Transition de l’étalon-or au pétro-dollar en 1971...Issu du blog de Mattieu Auzanneau...
Dans Or Noir, j'ai tâché de montrer que loin d'être primordialement le fruit d'une crise politique, le choc pétrolier de 1973, sorte de mi-temps ou de solstice d'été dans l'histoire de la révolution industrielle, constitue fondamentalement , la conséquence directe et explicite du pic atteint en novembre 1970 par la production américaine d'or noir.
J'ai en outre montré qu'au cours de cette séquence historique fatidique,
parmi les économistes et financiers américains ayant plaidé auprès de l'administration Nixon en faveur de l'abandon de l'étalon-or (et du big bang de l'argent-dette) figuraient d'abord et avant tout des hommes de l'or noir.Tout se passe comme si avec la fin du système de Bretton-Woods le 15 août 1971, l'humanité avait échangé, comme mesure de la valeur économique, un symbole de rareté (l'or) contre un symbole trompeur d'abondance : l'or noir, ou "pétrodollar".Il se trouve que depuis que nous nous approchons de la limite maximale d'extraction de pétrole (le "pic pétrolier"), apparaît une relation inverse de plus en plus étroite entre la valeur du dollar et la valeur du pétrole, constate aujourd'hui Jean Laherrère, l'un des pères de la réflexion sur le pic pétrolier mondial à la fin des années 90 :
En somme, quand le dollar monte, le prix du pétrole baisse, et inversement quand le dollar baisse, le prix du baril augmente. Ce n'est pas étonnant en soi ; ce qui l'est beaucoup plus, c'est l'étroitesse apparemment grandissante de cette corrélation, notamment depuis l'effondrement des cours du brut il y a un an et demi.
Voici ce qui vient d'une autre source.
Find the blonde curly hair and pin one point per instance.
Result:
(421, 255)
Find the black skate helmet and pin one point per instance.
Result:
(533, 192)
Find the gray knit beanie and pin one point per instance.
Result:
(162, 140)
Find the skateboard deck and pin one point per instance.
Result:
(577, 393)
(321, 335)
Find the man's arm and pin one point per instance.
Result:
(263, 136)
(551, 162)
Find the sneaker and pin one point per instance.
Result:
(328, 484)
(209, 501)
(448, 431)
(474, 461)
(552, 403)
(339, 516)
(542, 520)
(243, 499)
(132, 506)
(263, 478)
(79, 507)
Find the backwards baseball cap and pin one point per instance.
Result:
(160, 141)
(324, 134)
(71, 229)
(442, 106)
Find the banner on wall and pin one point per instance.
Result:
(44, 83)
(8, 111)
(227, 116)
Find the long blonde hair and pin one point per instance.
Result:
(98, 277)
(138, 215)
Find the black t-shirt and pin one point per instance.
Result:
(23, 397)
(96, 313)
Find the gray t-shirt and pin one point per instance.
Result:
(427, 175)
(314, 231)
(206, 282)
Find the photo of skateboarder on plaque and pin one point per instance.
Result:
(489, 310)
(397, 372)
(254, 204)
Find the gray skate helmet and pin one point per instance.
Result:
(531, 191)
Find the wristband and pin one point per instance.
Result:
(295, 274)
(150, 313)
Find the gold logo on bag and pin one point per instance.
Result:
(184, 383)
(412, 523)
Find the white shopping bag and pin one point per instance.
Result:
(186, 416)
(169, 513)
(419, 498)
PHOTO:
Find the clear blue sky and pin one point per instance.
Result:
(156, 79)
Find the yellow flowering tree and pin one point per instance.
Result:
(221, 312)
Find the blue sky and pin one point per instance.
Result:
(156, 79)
L'effondrement des cours du brut coïncide ainsi avec la fin du quantitative easing en octobre 2014 (instrument principal jusque-là de la politique d'argent facile de la banque centrale américaine), une fin qui a entraîné une sorte de ruée sur le dollar et une nette hausse de sa valeur.
Ceci s'explique aisément, au moins de façon superficielle : une baisse du dollar accroît mécaniquement le pouvoir d'achat de tous les biens négociés en dollars, en premier lieu du pétrole, particulièrement pour toutes les économies dont les devises doivent être changées en dollar afin d'acquérir ces biens. Le cas d'école inverse est la politique Volcker de 1979-1981.
L'intensité croissante de la corrélation entre dollar et cours du baril pose question (au-delà du fait que nombre de traders ont perçu la martingale, jouant sans doute dessus à plein).
Tout comme le PIB serait une mesure de la dissipation d'énergie par l'humanité, tout se passe comme si, à travers la valeur de l'énergie, la valeur du dollar devenait le thermostat de la machine thermodynamique qu'est l'économie mondiale.
Dans de telles conditions et tant que la croissance demeure l'alpha et l'omega de toute politique économique, il n'est pas étonnant que le prix du carbone demeure un pur symbole, un sujet de conversation stimulant pour technocrates écolos. Pas étonnant non plus que les banquiers centraux te m'inventent les taux d'intérêts négatifs, symbole ambigu et presque obscène de ce que la valeur économique devient.